Originally hitting the stage as “Jeeves”, Webber and Ayckbourn attempted to bring this comedy to London audiences in 1975 for the first time. This was Webber’s first musical written specifically for the theatre and his first collaboration with Ayckbourn. After a mere two weeks, however, the production closed. Whether it was the monumental length of the production or the lack of promised humor that caused the show’s demise, Webber’s first stage production was also his first failure.

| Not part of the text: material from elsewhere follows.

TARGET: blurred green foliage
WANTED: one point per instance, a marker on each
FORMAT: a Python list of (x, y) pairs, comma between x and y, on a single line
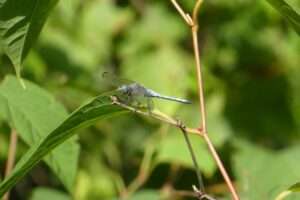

Twenty years later, Webber and Ayckbourn decided to re-unite their creative genius and produced a second show based on the stories of P.G.Wodehouse; this time under a slightly different name, “By Jeeves”. Their re-vamped musical comedy has a running time of just under two hours and thirty minutes – much more the theatre standard.

Premiering in London, England in 1996, “By Jeeves” opened on Broadway on October 28, 2001 at the Helen Hayes theatre. The show stars John Scherer and Martin Jarvis and is directed by its bookwriter/lyricist, Alan Ayckbourn. Although first reviews promised, perhaps, a light-hearted and witty comedy with memorable tunes, “By Jeeves” has come to be somewhat of a disappointment.

The premise behind “By Jeeves” is that the servant (stereotypically thought to be beneath upper class folks in demeaner and intelligence) is actually the brains behind an English buffoon by the name of Bertie Wooster. It is Jeeves who controls, manipulates and manages his master; all the while having his master think he is the one in charge.

Written as somewhat of a play within a play, the story begins as Bertie is to entertain at a church fundraiser. When the time comes for him to begin serenading the audience, however, his banjo cannot be found. At Jeeves’ suggestion, Bertie begins telling the sordid tales of his upper crust friends with the most peculiar names to the audience amid the constant entrances and exits of the cast through 18 doors on the set. This “in again/out again” format worked hilariously well in “Noises Off” but, for whatever reasons, cannot deliver the same side splitting results in “By Jeeves”.